Closed winni2k closed 1 year ago
Maybe. If so, then the problem statement of collect-into-file
is too narrow and would need adjusting. I think a code example would also be helpful.
All I can say is that as a new user of nextflow, I did not find that the collect-into-file
pattern, or any pattern, helped me figure out how to publish files from a channel into a directory 🤷♀️
Perhaps an example in the documentation showing the use of collectFile with storeDir
might be sufficient?
After reading a bit more around the storeDir
directive, it looks like what I really want is a publishDir
method so that I could write something like unzipped_ch.publishDir('unzipped_files')
. Could that be done?
Sorry for the late reply. I had a summer break.
I'm still a bit lost in this thread, my understanding is that you want a process outputs to be stored in a specific directory. The best way to achieve that is to use the publishDir
directive in the process definition, eventually using a pattern to filter only specific files.
However in this PR you are suggesting to use a collectFile
operator, that could be used for that, but it's more suggested to collect multiple files into a single one.
First of all: I am a new user of nextflow, so it's likely that I am confused.

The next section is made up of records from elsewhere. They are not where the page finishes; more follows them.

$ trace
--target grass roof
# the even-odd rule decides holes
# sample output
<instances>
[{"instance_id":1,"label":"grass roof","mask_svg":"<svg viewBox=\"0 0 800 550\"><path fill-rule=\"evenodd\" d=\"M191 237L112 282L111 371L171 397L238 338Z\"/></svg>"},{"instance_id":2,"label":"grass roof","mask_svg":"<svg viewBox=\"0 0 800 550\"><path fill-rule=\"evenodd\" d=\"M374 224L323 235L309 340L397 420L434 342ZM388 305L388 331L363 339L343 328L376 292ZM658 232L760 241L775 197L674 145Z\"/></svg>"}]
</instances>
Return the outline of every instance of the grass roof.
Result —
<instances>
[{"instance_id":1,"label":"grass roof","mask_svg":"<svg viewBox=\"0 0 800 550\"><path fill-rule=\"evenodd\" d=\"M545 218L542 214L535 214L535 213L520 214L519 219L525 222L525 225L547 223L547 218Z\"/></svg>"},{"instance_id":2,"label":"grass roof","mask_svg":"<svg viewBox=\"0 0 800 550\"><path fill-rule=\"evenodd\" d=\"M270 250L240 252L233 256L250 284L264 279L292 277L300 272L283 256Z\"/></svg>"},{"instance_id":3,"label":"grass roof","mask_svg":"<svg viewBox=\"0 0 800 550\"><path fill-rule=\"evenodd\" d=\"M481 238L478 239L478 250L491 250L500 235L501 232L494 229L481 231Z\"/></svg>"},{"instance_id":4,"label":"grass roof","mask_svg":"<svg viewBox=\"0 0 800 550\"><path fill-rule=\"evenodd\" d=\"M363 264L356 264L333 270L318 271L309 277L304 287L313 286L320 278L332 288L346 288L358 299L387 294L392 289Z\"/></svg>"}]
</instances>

What I would like to is to apply arbitrary transformations to the files in a channel, and then to just publish the result to a directory without building a process.
I think this works:
Channel.fromPath('reads/*_1.fq.gz')
.filter()
.another_transformation()
.set {final_output_channel}
process dump_final_output_channel {
publishDir 'my_results'
input:
file output_file from final_output_channel
"echo ignore this message"
}
But I find this cleaner:
Channel.fromPath('reads/*_1.fq.gz')
.filter()
.another_transformation()
.collectFile(storeDir: 'my_results')
I would find this even cleaner:
Channel.fromPath('reads/*_1.fq.gz')
.filter()
.another_transformation()
.storeDir('my_results')
I see, being so the second snippet is the way to go
Channel.fromPath('reads/*_1.fq.gz')
.filter()
.another_transformation()
.collectFile(storeDir: 'my_results')
In this case if you want to contribute a patten, you need to clarify you want to store the result of chain of operators (not the direct output of a process)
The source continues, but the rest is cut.